Whitewater's Bomboard breaks ground in search for investors
John West has rubbed shoulders with some of the most innovative business figures of the late 20th century.
They range from top Silicon Valley venture capitalists to the founders of firms like Sun Microsystems. But when it came time to find investors for his new company, Bomboard, West didn't turn to those heavy hitters.
Whitewater-based Bomboard is developing a reasonably-priced, portable jet ski. Bomboard is one of the few companies, possibly the only, in Wisconsin that is taking advantage of a little-discussed provision in the JOBS Act (Jumpstart Our Business Startups) that took effect in 2012.
The provision — some call it crowdfunding on steroids — allows companies to advertise private placements, or so-called Reg. D offerings. Companies seeking capital are allowed to put ads on billboards, newspapers and online, and even send letters to random recipients, to attract investors.
"I'd much rather have a small group of enthusiasts and fellow gear heads instead of a bunch of venture capitalists. I've done that," said West, Bomboard founder and chief executive officer.
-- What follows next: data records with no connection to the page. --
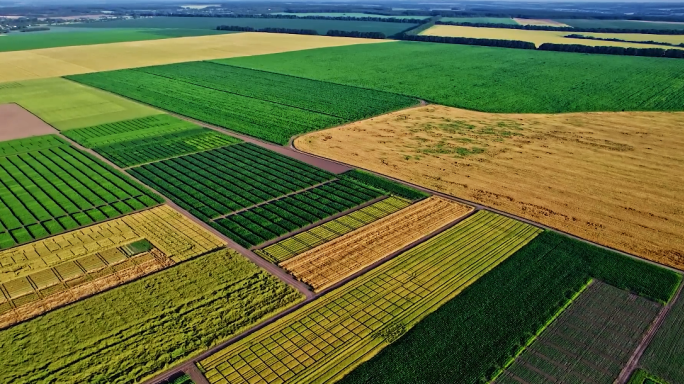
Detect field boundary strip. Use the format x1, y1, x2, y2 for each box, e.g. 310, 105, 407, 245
279, 197, 473, 292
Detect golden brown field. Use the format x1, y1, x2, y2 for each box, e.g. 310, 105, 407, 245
0, 32, 390, 83
420, 25, 684, 49
280, 196, 473, 292
295, 106, 684, 269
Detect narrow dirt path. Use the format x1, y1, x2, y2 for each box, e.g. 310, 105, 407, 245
614, 283, 684, 384
60, 134, 314, 299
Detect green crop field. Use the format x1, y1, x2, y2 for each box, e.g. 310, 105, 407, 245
340, 232, 681, 384
65, 17, 415, 36
555, 19, 684, 29
255, 196, 411, 264
129, 143, 335, 221
0, 250, 302, 383
0, 78, 161, 130
640, 288, 684, 384
199, 212, 539, 383
64, 115, 242, 168
68, 62, 417, 144
495, 281, 672, 384
439, 17, 518, 25
211, 180, 384, 247
220, 42, 684, 113
0, 136, 162, 249
0, 27, 233, 52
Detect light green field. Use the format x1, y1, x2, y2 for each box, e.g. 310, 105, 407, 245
0, 78, 161, 130
271, 12, 429, 20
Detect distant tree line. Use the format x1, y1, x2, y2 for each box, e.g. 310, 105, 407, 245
396, 34, 537, 49
216, 25, 318, 35
435, 20, 684, 35
564, 33, 684, 47
325, 29, 385, 39
166, 13, 430, 24
537, 43, 684, 59
19, 27, 50, 32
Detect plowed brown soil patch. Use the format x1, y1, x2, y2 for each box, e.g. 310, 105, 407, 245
295, 106, 684, 269
0, 104, 58, 141
280, 196, 473, 292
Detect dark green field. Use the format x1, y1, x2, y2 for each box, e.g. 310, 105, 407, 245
555, 19, 684, 29
67, 17, 416, 36
218, 42, 684, 113
340, 232, 680, 384
0, 27, 234, 52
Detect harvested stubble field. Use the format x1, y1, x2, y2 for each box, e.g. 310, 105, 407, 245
0, 136, 162, 249
639, 288, 684, 384
63, 115, 242, 168
0, 32, 383, 82
295, 106, 684, 269
0, 104, 57, 141
495, 281, 672, 384
255, 196, 411, 263
280, 196, 473, 292
340, 230, 682, 384
68, 62, 418, 144
0, 250, 302, 383
420, 25, 684, 49
0, 77, 161, 130
199, 212, 539, 383
0, 205, 223, 327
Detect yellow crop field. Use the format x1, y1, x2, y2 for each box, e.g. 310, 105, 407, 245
0, 32, 390, 83
420, 25, 684, 49
255, 196, 411, 263
0, 205, 224, 328
280, 196, 473, 292
295, 106, 684, 269
198, 211, 541, 384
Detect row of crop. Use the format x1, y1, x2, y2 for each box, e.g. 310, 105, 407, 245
94, 128, 241, 168
68, 70, 344, 144
199, 212, 537, 383
62, 114, 198, 148
257, 197, 410, 263
0, 147, 158, 229
135, 61, 417, 121
340, 232, 681, 384
340, 169, 429, 201
211, 180, 382, 247
130, 144, 333, 220
0, 135, 69, 156
0, 196, 151, 249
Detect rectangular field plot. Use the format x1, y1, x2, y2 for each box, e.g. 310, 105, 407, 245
0, 249, 302, 383
210, 180, 385, 247
199, 212, 539, 383
0, 205, 223, 283
69, 62, 417, 144
639, 286, 684, 384
129, 143, 335, 221
64, 115, 242, 168
496, 281, 662, 384
256, 196, 411, 263
280, 196, 472, 292
0, 138, 161, 249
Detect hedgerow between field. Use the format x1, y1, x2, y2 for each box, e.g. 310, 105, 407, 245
340, 232, 681, 384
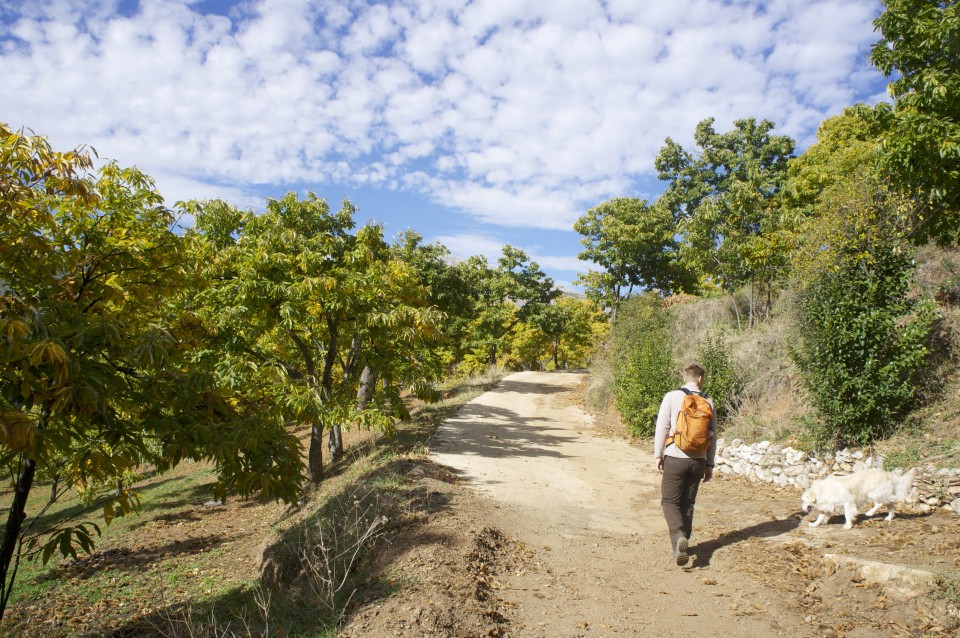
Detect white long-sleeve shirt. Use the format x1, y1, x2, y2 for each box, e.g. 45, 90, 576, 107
653, 383, 717, 465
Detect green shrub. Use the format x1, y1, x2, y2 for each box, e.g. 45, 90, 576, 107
612, 295, 680, 436
697, 332, 743, 421
793, 236, 936, 447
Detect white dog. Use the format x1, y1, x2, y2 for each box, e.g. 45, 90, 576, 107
802, 469, 916, 529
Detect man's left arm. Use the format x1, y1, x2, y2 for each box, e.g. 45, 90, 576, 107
703, 399, 717, 482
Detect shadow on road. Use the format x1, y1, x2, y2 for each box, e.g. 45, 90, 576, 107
430, 402, 577, 458
691, 511, 801, 568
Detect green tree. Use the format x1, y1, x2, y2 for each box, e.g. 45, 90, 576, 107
530, 296, 609, 370
573, 197, 696, 316
186, 193, 439, 484
871, 0, 960, 245
655, 118, 794, 322
0, 125, 300, 615
614, 294, 682, 436
794, 179, 936, 446
457, 246, 560, 367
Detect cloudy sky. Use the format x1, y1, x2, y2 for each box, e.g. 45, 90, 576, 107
0, 0, 885, 282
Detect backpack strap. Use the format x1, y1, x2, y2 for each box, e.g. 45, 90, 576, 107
663, 386, 707, 450
663, 387, 693, 450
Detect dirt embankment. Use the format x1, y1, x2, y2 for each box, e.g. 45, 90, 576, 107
343, 373, 960, 638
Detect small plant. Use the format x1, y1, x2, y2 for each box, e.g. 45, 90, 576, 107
614, 297, 680, 436
697, 332, 743, 421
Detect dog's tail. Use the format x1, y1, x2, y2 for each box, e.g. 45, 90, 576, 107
896, 468, 917, 503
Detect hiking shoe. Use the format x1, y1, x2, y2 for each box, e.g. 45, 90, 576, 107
673, 536, 690, 567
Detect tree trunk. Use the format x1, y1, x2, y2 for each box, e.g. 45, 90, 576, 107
307, 423, 323, 485
357, 365, 377, 412
730, 290, 743, 330
327, 424, 343, 463
0, 459, 37, 620
47, 474, 60, 505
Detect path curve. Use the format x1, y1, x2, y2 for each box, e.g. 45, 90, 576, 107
430, 372, 809, 638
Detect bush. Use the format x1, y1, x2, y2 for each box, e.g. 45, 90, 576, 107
697, 332, 743, 421
612, 295, 680, 436
794, 236, 936, 446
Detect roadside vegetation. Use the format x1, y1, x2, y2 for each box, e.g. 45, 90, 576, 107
577, 0, 960, 464
4, 373, 500, 637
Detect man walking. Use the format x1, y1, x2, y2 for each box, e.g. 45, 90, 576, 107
653, 363, 717, 567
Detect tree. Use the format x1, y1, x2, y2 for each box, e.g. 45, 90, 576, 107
784, 104, 909, 285
457, 246, 560, 366
0, 125, 300, 616
187, 193, 440, 484
574, 197, 696, 315
530, 296, 609, 370
794, 179, 936, 446
655, 118, 794, 322
870, 0, 960, 245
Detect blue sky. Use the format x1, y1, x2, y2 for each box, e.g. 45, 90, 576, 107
0, 0, 886, 285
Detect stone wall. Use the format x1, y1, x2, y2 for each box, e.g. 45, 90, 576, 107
715, 439, 960, 512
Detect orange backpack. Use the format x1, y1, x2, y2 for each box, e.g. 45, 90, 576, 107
663, 388, 713, 454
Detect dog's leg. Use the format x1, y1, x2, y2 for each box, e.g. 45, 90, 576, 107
843, 503, 857, 529
864, 501, 883, 516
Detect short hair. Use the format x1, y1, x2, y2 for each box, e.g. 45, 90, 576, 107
683, 363, 707, 381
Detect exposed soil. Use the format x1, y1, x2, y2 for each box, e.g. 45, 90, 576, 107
343, 373, 960, 638
7, 373, 960, 638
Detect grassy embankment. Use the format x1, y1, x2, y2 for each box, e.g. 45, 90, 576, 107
587, 248, 960, 467
0, 376, 506, 637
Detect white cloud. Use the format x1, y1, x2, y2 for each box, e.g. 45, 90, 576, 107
433, 233, 592, 272
0, 0, 881, 229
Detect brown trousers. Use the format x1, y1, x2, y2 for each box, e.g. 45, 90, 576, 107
660, 456, 707, 547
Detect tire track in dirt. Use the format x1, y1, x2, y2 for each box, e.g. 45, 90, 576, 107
431, 372, 809, 638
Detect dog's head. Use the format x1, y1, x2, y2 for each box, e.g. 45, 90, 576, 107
800, 490, 817, 514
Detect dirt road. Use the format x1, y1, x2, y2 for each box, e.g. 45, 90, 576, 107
344, 372, 960, 638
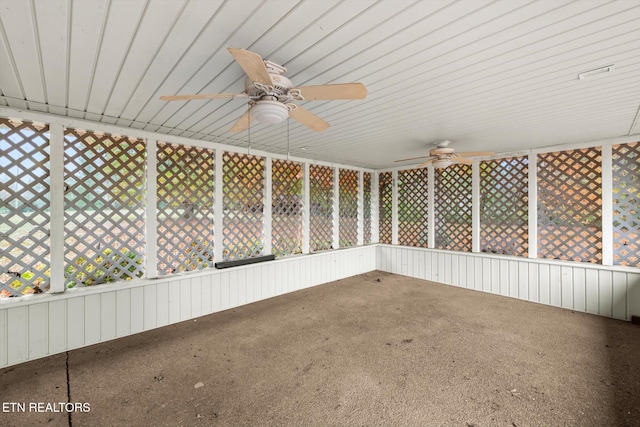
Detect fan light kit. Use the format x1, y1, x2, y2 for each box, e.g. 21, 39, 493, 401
160, 47, 367, 132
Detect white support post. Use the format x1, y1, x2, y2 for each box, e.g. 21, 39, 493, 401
529, 152, 538, 258
427, 165, 436, 248
302, 163, 311, 254
213, 149, 224, 262
145, 138, 158, 279
333, 166, 340, 249
391, 171, 398, 245
471, 159, 480, 253
357, 171, 364, 246
49, 124, 65, 293
602, 144, 613, 265
263, 156, 272, 255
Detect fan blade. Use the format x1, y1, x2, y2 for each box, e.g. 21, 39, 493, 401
456, 151, 496, 157
289, 105, 329, 132
297, 83, 367, 101
394, 156, 436, 163
228, 47, 273, 85
160, 93, 249, 101
229, 110, 251, 132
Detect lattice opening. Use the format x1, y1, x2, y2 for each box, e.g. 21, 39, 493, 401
480, 157, 529, 257
434, 163, 472, 252
378, 172, 393, 244
362, 172, 371, 245
339, 169, 358, 248
222, 152, 264, 261
0, 119, 51, 299
64, 129, 146, 287
309, 165, 333, 252
271, 159, 303, 257
613, 142, 640, 267
398, 168, 429, 248
156, 142, 215, 274
538, 147, 602, 263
For a previous business, West licensed the technology for his Illinois-based Cimlinc Inc. from Stanford University graduate student Andy Bechtolsheim, who went on to found Sun Microsystems. Cimlinc, which made software for manufacturers, raised $26 million from venture capitalists, and for 10 years had as a board member John Doerr, the venture capitalist who has directed funding to tech companies including Sun, Amazon.com and Google.
For Bomboard, West is turning to wealthy individuals rather than his Silicon Valley contacts to raise $2 million in two separate offerings to fund preproduction engineering and commercialization.
A colorful shot of a jet ski racing across an expanse of water on Bomboard's website has helped the company connect with potential customers, West said.
But Bomboard also is trying to lure individual investors to the area of the site where the company details its primary market (14- to 34-year-olds), rolls out plans (direct sales to consumers that begin seven or eight months after funding is secured) and other details.
A shout-out in Gizmag in late March resulted in 30,000 hits on the site, West said. Before the JOBS Act, the company would not have been allowed to respond to those searchers with the kind of information Bomboard provides on the site. So far, Bomboard has raised $160,000, West said.
Several Wisconsin-based lawyers and financiers said it is the first time that they have seen a company use the loosened rules for advertising private placements.
Neither Paul Jones, co-chairman of the venture capital practice group at the law firm Michael Best & Friedrich, nor Paul Wrycha, a partner in the Madison office of Foley and Lardner, says he has used it in any deals.
Venture capitalists would likely react negatively to the advertising because they like to work through connections, Jones said. "But a reason for doing it would be if you think venture capitalists are vultures — and you often can get a higher price from nonprofessional investors," he said.
Other motivations might include having name recognition or past successes that the advertising could capitalize on, Wrycha said.
Companies that advertise their offerings have the burden of making absolutely certain that their investors have a net worth of $1 million or more or meet other criteria to be considered an accredited investor, Wrycha said. But there are groups at accounting firms and other businesses springing up to help with that, he added.
Neither Jeff Rusinow, who was principal investor in BuySeasons.com and other companies, nor Tom Shannon, who oversaw the sale of Prodesse Inc. and is president of Brightstar Wisconsin Foundation Inc., says he has encountered anyone using the new rules either.
"But I'm hopeful for the possibilities," Shannon said.